Happy Monday! The Enforcement Directorate (ED) has narrowed its probe’s focus on ecommerce firms. This and more in today’s ETtech Morning Dispatch. Also in the letter: ■ AI domain trade ■ Ethics code for AI firms ■ X monetisation challenges ED shifts focus to Amazon and Flipkart ties with sellers The Enforcement Directorate (ED) has shifted the focus of its ecommerce probe to whether arrangements between Amazon and Flipkart and their vendors violated foreign direct investment (FDI) norms, sources told us.
What’s happening: The investigation had earlier focused on the sellers as the aim was to find out if ecommerce companies were exercising control over vendors. Under the FDI rules, these companies can only act as marketplaces. The issue dates back to 2019.
Catch up quick: Earlier this month, the ED had conducted nationwide searches at 19 sites related to large sellers on Amazon and Flipkart in Delhi, Bengaluru, and Hyderabad after it found certain actionable material. While the sellers were covered in the first leg, the next one will be concentrated on the ecommerce giants. Yes, but: Company executives denied any wrongdoing and told us that they had explained their stand to the authorities on earlier occasions as well.
“The FDI norms are very stringent, and now, with most of the transactions having a digital footprint, it is impossible to violate the FDI norms,” said one of them. Also Read: Piyush Goyal flays Amazon, unchecked ecommerce Stock market set to plateau after euphoria of last four years: Zerodha’s Nithin Kamath The Indian stock market is headed towards a growth plateau , and the euphoria of the last four years might go missing for the next one to two years, said Nithin Kamath, chief executive officer, Zerodha, during an interaction with ET. On market performance: Zerodha’s growth typically reflects the movement of the stock markets.
In the next one to two years, the euphoria in the market will be missing. Hence, the growth projections for the firm are also muted. Kamath is expecting a 30-50% hit on the revenues because of Sebi’s stricter rules on futures and options (F&O) trading.
On the flood of IPOs: It is a great move to see new generation companies hitting the public markets. What is important is that consumers get to see companies they interact with on a day-to-day basis go public, which will get them to participate in the markets too. However, he wondered how long markets will continue to appreciate the focus on ‘growth over the bottomline’ model of startups.

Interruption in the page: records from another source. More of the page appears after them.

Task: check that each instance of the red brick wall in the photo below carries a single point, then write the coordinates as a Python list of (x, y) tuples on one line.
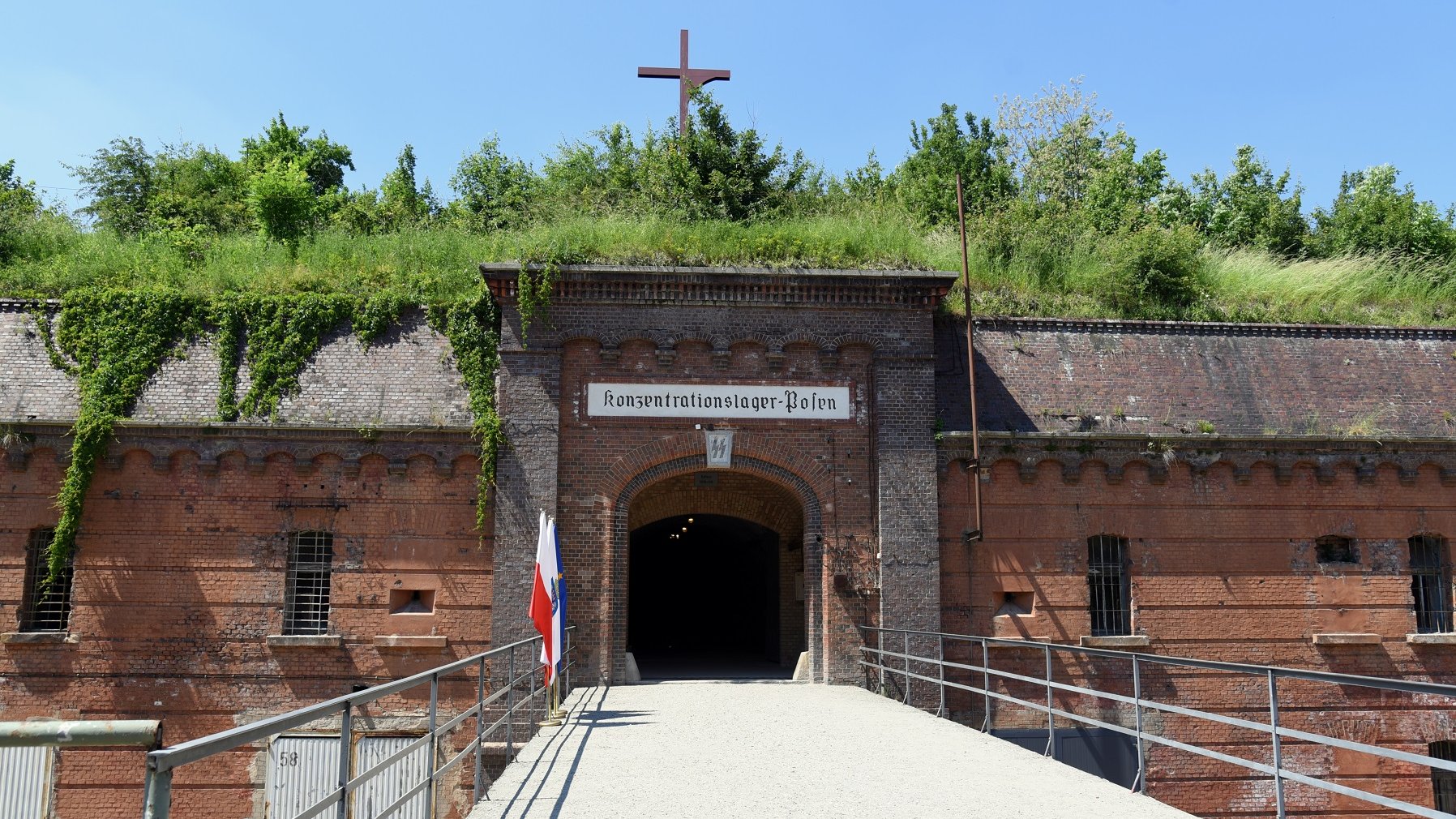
[(179, 581), (1222, 567)]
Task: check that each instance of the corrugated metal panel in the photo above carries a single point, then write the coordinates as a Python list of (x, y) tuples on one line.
[(392, 783), (302, 770), (25, 780)]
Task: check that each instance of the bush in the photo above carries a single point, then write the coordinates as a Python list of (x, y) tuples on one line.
[(1154, 272)]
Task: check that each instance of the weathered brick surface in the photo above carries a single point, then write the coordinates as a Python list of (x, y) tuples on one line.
[(406, 378), (863, 486), (1222, 567), (1163, 378)]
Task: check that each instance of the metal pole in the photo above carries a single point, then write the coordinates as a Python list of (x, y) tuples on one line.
[(880, 659), (345, 729), (1051, 720), (986, 685), (1137, 723), (510, 707), (1278, 780), (157, 797), (479, 729), (907, 669), (435, 740), (941, 674)]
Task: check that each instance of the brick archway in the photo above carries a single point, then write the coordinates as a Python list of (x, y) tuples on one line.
[(766, 508)]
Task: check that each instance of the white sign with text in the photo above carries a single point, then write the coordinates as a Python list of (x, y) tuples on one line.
[(718, 401)]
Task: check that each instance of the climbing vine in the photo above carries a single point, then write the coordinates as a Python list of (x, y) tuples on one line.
[(280, 334), (113, 341), (471, 328)]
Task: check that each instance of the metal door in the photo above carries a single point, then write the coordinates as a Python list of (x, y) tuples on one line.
[(25, 780), (392, 783), (302, 770)]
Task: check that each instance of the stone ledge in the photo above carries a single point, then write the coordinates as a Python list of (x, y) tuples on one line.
[(1347, 639), (40, 637), (1443, 639), (1117, 641), (411, 641), (305, 640)]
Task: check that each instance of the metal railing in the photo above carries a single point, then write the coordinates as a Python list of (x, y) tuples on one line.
[(161, 764), (894, 669)]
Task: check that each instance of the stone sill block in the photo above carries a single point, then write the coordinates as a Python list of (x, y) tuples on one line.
[(1347, 639), (1432, 639), (408, 641), (305, 640), (40, 637), (1117, 641)]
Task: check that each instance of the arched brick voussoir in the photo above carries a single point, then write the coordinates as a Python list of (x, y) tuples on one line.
[(691, 445)]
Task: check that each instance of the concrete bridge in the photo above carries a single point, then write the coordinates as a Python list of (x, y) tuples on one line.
[(777, 748)]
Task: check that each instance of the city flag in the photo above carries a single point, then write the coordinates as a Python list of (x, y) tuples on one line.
[(545, 603)]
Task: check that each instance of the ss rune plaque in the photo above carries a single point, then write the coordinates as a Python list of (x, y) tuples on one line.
[(720, 448), (718, 401)]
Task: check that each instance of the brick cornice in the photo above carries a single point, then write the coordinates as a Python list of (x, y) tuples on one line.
[(1327, 458), (731, 286)]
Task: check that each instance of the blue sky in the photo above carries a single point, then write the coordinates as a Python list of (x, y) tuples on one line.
[(1320, 88)]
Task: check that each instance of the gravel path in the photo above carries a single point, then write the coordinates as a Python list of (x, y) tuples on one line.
[(784, 749)]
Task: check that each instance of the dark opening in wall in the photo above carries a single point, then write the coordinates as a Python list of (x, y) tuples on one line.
[(411, 601), (1335, 548)]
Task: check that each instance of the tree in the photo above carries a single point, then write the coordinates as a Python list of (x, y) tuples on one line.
[(404, 201), (925, 181), (1372, 216), (199, 188), (1247, 208), (120, 184), (321, 159), (495, 190), (281, 199), (726, 174), (19, 208)]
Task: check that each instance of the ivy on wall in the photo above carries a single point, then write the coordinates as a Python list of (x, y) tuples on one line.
[(113, 341)]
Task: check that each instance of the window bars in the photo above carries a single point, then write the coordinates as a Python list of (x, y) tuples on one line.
[(1108, 589), (306, 602), (47, 605), (1432, 585)]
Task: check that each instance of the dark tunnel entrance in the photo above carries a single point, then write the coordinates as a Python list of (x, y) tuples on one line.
[(705, 599)]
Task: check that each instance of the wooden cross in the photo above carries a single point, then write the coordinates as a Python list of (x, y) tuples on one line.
[(689, 79)]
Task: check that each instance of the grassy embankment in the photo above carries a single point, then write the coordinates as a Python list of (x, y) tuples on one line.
[(439, 265)]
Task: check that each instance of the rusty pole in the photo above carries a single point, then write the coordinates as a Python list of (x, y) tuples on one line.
[(974, 468)]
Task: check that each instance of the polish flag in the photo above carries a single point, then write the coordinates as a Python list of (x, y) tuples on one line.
[(545, 610)]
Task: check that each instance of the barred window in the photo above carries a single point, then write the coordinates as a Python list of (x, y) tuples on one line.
[(47, 605), (1432, 585), (1443, 782), (1108, 588), (310, 563)]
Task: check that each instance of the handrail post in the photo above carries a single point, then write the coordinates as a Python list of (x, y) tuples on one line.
[(1051, 718), (1278, 778), (157, 796), (510, 707), (906, 700), (986, 685), (435, 738), (940, 667), (345, 731), (1137, 723), (479, 731), (880, 659)]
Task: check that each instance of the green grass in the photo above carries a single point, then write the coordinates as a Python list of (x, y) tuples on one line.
[(1043, 277)]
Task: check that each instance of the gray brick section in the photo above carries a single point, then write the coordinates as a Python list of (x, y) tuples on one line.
[(29, 387), (1163, 378), (405, 379), (528, 394)]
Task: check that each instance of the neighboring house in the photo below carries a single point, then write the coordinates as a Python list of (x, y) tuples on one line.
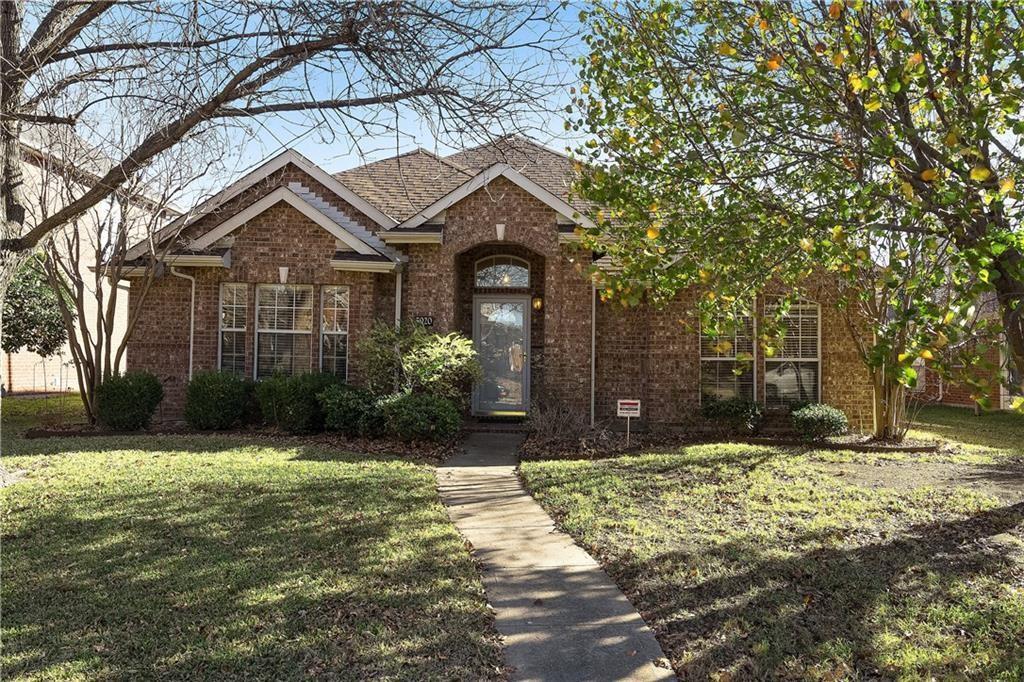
[(286, 270), (60, 165), (57, 162)]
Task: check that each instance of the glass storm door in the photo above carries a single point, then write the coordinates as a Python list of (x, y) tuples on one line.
[(501, 333)]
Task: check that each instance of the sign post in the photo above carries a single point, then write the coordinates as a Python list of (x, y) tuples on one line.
[(629, 410)]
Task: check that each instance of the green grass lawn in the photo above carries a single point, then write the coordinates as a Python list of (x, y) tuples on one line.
[(204, 557), (754, 562)]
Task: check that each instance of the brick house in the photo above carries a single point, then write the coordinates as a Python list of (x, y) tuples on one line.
[(286, 269)]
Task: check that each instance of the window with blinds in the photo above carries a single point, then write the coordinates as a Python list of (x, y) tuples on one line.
[(727, 364), (794, 374), (284, 329), (334, 331), (231, 342)]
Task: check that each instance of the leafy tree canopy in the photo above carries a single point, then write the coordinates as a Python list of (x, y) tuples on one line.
[(31, 313)]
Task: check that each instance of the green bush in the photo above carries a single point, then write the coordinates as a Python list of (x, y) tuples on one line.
[(736, 414), (216, 400), (345, 410), (818, 421), (127, 401), (269, 394), (290, 402), (413, 359), (421, 417)]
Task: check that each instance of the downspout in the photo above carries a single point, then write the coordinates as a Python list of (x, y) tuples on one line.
[(593, 348), (397, 298), (192, 313)]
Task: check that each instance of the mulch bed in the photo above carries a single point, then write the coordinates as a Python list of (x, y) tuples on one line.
[(426, 452), (603, 442)]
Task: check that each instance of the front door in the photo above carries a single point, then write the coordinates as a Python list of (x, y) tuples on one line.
[(501, 333)]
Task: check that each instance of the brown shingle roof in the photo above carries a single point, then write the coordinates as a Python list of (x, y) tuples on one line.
[(403, 184), (400, 185)]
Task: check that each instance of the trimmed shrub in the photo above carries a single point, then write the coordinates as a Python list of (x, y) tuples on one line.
[(818, 421), (269, 394), (413, 359), (736, 414), (127, 401), (345, 409), (290, 402), (216, 400), (421, 417)]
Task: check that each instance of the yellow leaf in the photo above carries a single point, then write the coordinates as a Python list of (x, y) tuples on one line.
[(980, 173)]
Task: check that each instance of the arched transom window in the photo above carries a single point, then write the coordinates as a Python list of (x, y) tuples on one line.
[(502, 272)]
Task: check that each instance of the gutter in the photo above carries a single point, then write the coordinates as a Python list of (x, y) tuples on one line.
[(192, 314), (397, 298), (593, 348)]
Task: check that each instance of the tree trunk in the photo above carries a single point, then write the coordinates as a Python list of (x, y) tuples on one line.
[(1011, 293), (890, 407)]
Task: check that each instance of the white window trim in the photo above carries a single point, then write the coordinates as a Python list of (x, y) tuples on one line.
[(257, 330), (220, 322), (348, 314), (799, 359), (754, 360), (515, 260)]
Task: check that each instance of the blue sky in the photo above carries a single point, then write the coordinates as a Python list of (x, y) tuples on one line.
[(334, 150)]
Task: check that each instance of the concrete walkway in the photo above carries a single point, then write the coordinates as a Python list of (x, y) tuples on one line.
[(560, 615)]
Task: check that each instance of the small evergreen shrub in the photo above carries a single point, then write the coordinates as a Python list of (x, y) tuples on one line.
[(216, 400), (413, 359), (818, 421), (736, 414), (269, 394), (127, 401), (421, 417), (299, 411), (290, 402), (345, 409)]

Competition in the space: Facing severe competition from fellow discount brokers, Zerodha has removed all account opening charges , which has helped boost the new account opening numbers by 20%. Overall, Kamath said that competition will bring in new products and features, which will eventually help expand the market, and which is good for the larger ecosystem. Also Read: Groww extends lead over Zerodha, adds a million active traders in December quarter AI website domain trade rakes in big bucks When OpenAI CEO Sam Altman tweeted 'chat.
com' last week, Dharmesh Shah, cofounder & CTO of HubSpot, hinted in a post that he had sold the domain to OpenAI for over $15 million in exchange for shares in the company. Driving the news: With artificial intelligence (AI) applications on the rise – domain investing is turning lucrative again – .ai domains are now the third-largest category, with sales of $9.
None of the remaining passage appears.